INDIANAPOLIS, Ind.(BP) — While members of Congress call for an investigation of Planned Parenthood for failing to report the suspected sexual abuse of minors, pro-life activists and two U.S. congressmen from Indiana are confronting matters in their own state.
Indiana Right to Life announced the filing of 48 consumer complaints against nine Indiana abortionists who allegedly failed to follow state reporting laws regarding abortions they performed on girls under the age of 16 (and as young as 12). The law requires abortionists to report such abortions to the Indiana State Department of Health and the Department of Child Services within three days of the procedure.
“The doctors’ failures to indicate this step was taken demonstrate that they may have violated the law, possibly deliberately, and thereby possibly allowed for the continuation of abuse,” wrote U.S. Reps. Jim Banks and Todd Rokita in a letter to Indiana Attorney General Curtis Hill. The two congressmen urged Hill to investigate.
The state reporting law took effect last July, bringing the reporting requirement into alignment with Indiana’s age of consent for sexual activity, which is 16. Prior to 2017, the law only required reporting for abortions on girls ages 14 and under.
Echoing pro-life advocates’ requests, the representatives called for an “immediate investigation” of the abortionists, the facilities where they work, and their use of Title X funds.
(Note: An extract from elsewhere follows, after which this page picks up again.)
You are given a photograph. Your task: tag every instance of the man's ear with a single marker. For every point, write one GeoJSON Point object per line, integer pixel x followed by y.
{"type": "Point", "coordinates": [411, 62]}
They also encouraged the suspension of medical licenses and abortion facility licenses while the investigation is ongoing.
Mike Fichter, president of Indiana Right to Life, said his organization requests termination-of-pregnancy reports every year and looks for errors. This year it found 48 instances of noncompliance. In 2016, the group’s work resulted in the suspension of an abortionist’s medical license for his failure to report abortions he performed on girls as young as 10.
“What we hope to see is the full investigation surfacing, whether or not the abortions on these young girls were reported to the Department of Child Services,” Fichter said. “If they were not, and the attorney general’s investigation proves that out, we will pursue the full revocation of every license of a doctor that failed to report in the state of Indiana as well as the revocation of operating licenses for the abortion businesses themselves that pay these individuals to do the abortions.”
Fichter is confident the Indiana attorney general will launch a thorough investigation. But he doesn’t expect the county prosecutors to take any action. He noted that in Lake, Monroe and Marion counties specifically, Democratic prosecutors recently said they would not defend a new pro-life law undergoing a legal challenge.
The recent actions by Indiana pro-lifers come on the heels of a separate investigation by Live Action, a pro-life group that detailed in a recent video series how Planned Parenthood workers also fail to report suspected sexual abuse of minors to authorities. In response to that report, 56 members of Congress urged the Department of Health and Human Services to launch an investigation.